Dato che l’IA è diventata molto popolare negli ultimi anni, con la creazione di chatbots sempre più raffinate e realistiche, alcuni studiosi e professionisti hanno iniziato a incentrare le proprie attenzioni sul presunto legame che si potrebbe creare con una macchina.

L’idea che l’Intelligenza Artificiale possa in qualche modo sostituire o integrare le relazioni umane non è poi così distopica.
Nella moderna società occidentale, sempre più iper-competitiva e alienante, il valore di comunità sta lentamente svanendo e il processo è stato esacerbato dall’esperienza pandemica e dal periodo di lockdown, che ha segnato un momento di incredibile solitudine per tutti, ma specialmente per bambini e adolescenti; in questo panorama estraniante, non è così bizzarro che la solitudine si sia diffusa al pari di un’epidemia.
A dimostrarlo è un’indagine del 2023 condotta da Meta-Gallup su oltre 142 Paesi, secondo cui un quarto degli intervistati si sarebbe definito “molto/abbastanza solo”. A soffrire di più sarebbero appunto i giovani tra i 19 e i 29 anni, il cui 27% ha dichiarato di soffrire di solitudine. Un secondo studio dell’APS (Australian Psychology Society) evidenza invece che un terzo dei cittadini australiani si sente solo. In ultima istanza, da un sondaggio condotto da Il Sole 24 Ore nel 2020 è emerso che il 55% degli italiani non avesse nessuno a cui rivolgersi.
Ed è proprio in questo quadro che entra in gioco l’IA e la sua capacità di emulare, in qualche modo, un rapporto umano.

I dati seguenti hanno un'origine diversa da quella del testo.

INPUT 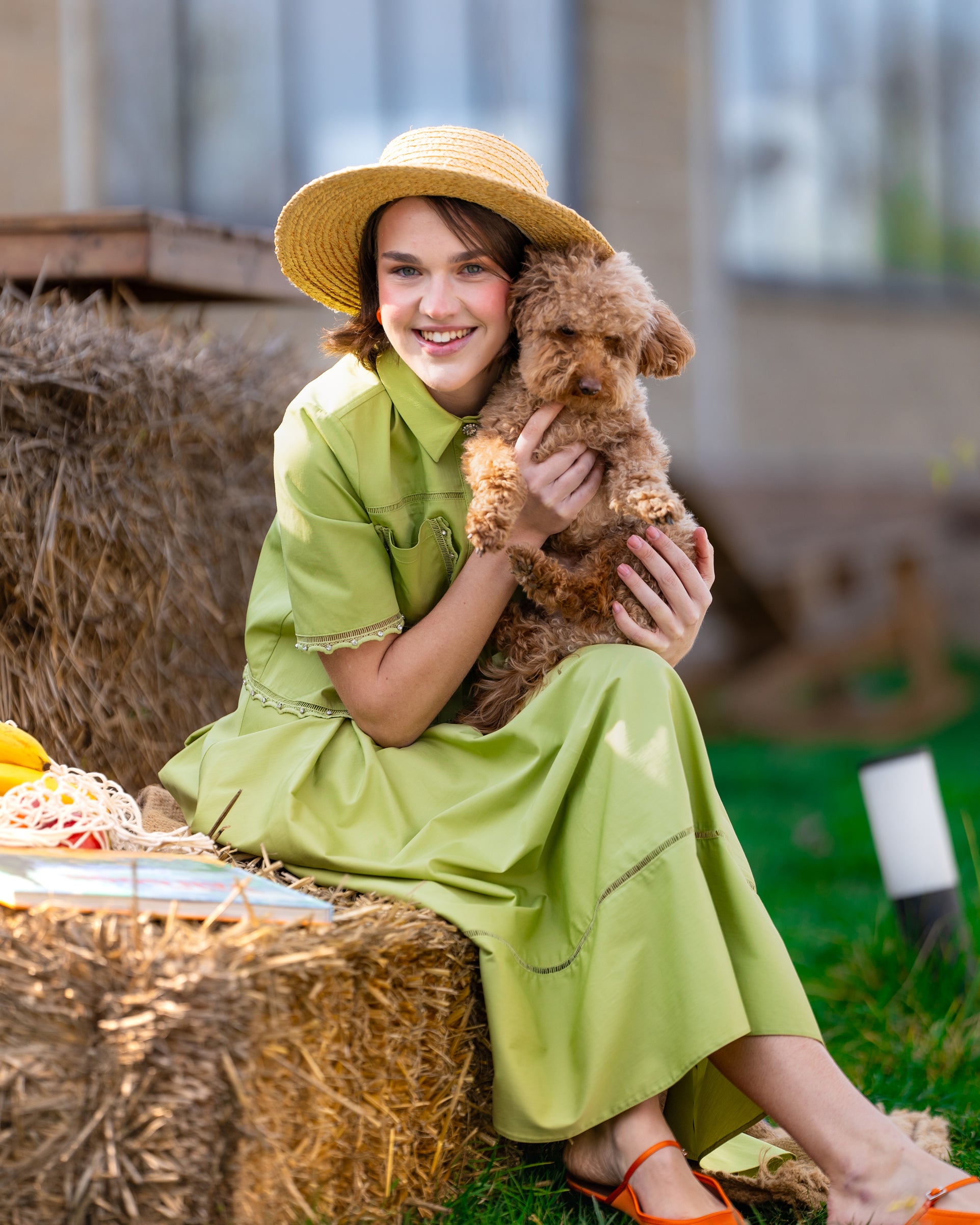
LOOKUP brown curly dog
[459,246,696,731]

In un articolo di The Conversation, rivista di accademici e giornalisti specializzati, la giornalista Natalie Sauer ha diffuso i risultati di una ricerca condotta su un campione di 387 intervistati statunitensi. L’obiettivo? Stabilire se ChatGPT potesse aiutare a mitigare il senso di alienazione ormai dilagante. Pare infatti che le persone più avvezze all’uso del chatbot si sentissero più supportate dall’IA che dalla loro cerchia di amici – e questa sensazione tenderebbe ad aumentare più i partecipanti si affidano all’Intelligenza Artificiale, in una sorta di circolo vizioso.
Molti investitori hanno dunque visto nell’IA una sorta di frontiera che faccia leva sulle para-relazioni che si possono realizzare con una macchina.

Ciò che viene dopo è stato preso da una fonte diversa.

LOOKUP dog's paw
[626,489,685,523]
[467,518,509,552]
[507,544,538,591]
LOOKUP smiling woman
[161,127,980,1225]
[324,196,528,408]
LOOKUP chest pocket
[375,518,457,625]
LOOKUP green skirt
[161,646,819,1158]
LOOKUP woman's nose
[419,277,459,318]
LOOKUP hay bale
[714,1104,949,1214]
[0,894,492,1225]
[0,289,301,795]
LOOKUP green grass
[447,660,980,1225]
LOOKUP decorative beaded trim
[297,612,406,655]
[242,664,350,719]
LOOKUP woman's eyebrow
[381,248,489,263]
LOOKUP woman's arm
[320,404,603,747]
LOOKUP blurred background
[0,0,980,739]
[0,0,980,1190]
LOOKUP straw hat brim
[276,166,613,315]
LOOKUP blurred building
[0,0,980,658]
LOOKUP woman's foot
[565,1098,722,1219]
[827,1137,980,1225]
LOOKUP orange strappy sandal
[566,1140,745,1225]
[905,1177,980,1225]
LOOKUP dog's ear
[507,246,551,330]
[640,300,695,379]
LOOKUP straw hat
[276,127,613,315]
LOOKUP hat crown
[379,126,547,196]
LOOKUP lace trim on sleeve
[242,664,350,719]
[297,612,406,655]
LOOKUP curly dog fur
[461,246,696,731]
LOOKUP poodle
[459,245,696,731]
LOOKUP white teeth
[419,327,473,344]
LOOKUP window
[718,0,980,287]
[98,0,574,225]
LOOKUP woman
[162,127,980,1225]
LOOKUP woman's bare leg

Tra i pionieri ricordiamo Eugenia Kuyda, che nel 2017 aveva lanciato l’app Replika, che offriva un amico virtuale in grado di fornire supporto emotivo agli utenti. Il progetto, rivelatosi un successo, nel 2023 ha steso le basi per Blush, dove l’IA non è più solo un amico virtuale, ma un vero e proprio partner romantico.
Risale a settembre dell’anno scorso la notizia del lancio di 28 nuove «AI personas» da parte di Meta. L’idea è quella di assegnare a ciascuna di esse il volto di personaggi famosi, pur affidando a ogni IA una propria personalità e un nome diverso dalla celebrità presta-volto. È dunque inevitabile che il dialogo con questi chatbot si faccia sempre più umano, giacché ora sarà possibile condividere le proprie esperienze e chiedere consigli a una macchina con un viso umano, così come si farebbe con un amico.

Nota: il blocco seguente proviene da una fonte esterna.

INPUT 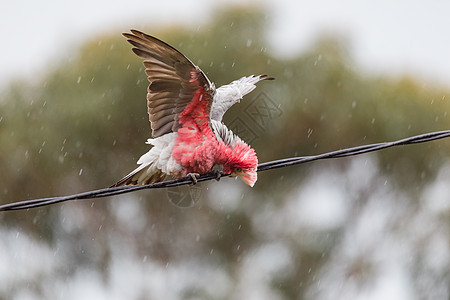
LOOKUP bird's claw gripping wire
[212,170,222,181]
[186,173,200,185]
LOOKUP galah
[113,30,273,186]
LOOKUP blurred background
[0,0,450,299]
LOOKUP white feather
[210,75,267,121]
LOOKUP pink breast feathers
[172,88,219,176]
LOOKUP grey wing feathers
[123,30,214,138]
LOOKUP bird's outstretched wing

L’idea sottesa, secondo le grandi compagnie tech, è quella di alleviare gli effetti dell’attuale epidemia di solitudine – traendone nel frattempo un non indifferente profitto economico. Il problema è la natura stessa delle IA, che, pur volendo costituire un volto amico, sono ontologicamente programmate per soddisfare i bisogni emotivi dell’user.
Insomma, affidarsi a un confidente come Replika implica ricevere sistematicamente risposte “comode”, e così acquistare un amico virtuale secondo una meccanica transazione monetaria potrebbe privare le persone di quelle abilità sociali che tanto servono per creare legami con altri esseri umani.
Se ci si spoglia dell’intrinseca fragilità che nasce dal rivolgersi a un’altra persona le cui reazioni non si possono controllare, si perde la capacità di prendersi pienamente cura e di conoscere l’altro. Un continuo circolo vizioso che renderebbe così i chatbot la risposta sempre più sicura, in grado di tenere gli utenti nella propria comfort-zone, a discapito di un senso di comunità che sta già via via sparendo.
La domanda, dunque, sorge spontanea: le IA potrebbero davvero costituire un rimedio alla solitudine che sta affliggendo le generazioni più giovani oppure mirano solo a far leva su una crisi sociale pur di ottenere un profitto economico?